Automated Augmentation with Reinforcement Learning and GANs for Robust Identification of Traffic Signs using Front Camera Images
Chowdhury, Sohini Roy, Tornberg, Lars, Halvfordsson, Robin, Nordh, Jonatan, Gustafsson, Adam Suhren, Wall, Joel, Westerberg, Mattias, Wirehed, Adam, Tilloy, Louis, Hu, Zhanying, Tan, Haoyuan, Pan, Meng, Sjoberg, Jonas
Traffic sign identification using camera images from vehicles plays a critical role in autonomous driving and path planning. However, the front camera images can be distorted due to blurriness, lighting variations and vandalism which can lead to degradation of detection performances.
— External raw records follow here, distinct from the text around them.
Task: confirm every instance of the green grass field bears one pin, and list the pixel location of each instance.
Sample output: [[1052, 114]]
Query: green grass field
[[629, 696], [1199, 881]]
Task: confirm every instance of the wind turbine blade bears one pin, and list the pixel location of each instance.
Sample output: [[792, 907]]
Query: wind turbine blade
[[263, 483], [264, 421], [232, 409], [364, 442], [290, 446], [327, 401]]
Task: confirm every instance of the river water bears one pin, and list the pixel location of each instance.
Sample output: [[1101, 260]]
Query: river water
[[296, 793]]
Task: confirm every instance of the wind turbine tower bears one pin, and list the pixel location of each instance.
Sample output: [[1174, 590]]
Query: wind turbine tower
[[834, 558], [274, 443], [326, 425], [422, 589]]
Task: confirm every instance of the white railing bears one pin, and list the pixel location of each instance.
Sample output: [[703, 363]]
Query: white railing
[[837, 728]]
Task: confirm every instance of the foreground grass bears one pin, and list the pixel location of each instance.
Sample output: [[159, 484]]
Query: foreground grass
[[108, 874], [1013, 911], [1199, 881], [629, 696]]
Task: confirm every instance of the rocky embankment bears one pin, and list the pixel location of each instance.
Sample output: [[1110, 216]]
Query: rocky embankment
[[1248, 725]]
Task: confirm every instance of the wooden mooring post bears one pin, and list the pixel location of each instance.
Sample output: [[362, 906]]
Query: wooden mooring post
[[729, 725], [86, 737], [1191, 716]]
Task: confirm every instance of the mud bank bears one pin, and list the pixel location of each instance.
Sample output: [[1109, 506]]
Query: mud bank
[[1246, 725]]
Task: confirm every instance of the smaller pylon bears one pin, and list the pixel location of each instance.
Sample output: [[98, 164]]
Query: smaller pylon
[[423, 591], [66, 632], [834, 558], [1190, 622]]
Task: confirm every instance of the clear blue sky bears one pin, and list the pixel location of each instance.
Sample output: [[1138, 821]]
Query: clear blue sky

As a solution, machine learning models must be trained with data from multiple domains, and collecting and labeling more data in each new domain is time consuming and expensive. In this work, we present an end-to-end framework to augment traffic sign training data using optimal reinforcement learning policies and a variety of Generative Adversarial Network (GAN) models, that can then be used to train traffic sign detector modules. Our automated augmenter enables learning from transformed nightime, poor lighting, and varying degrees of occlusions using the LISA Traffic Sign and BDD-Nexar dataset. The proposed method enables mapping training data from one domain to another, thereby improving traffic sign detection precision/recall from 0.70/0.66 to 0.83/0.71 for nighttime images.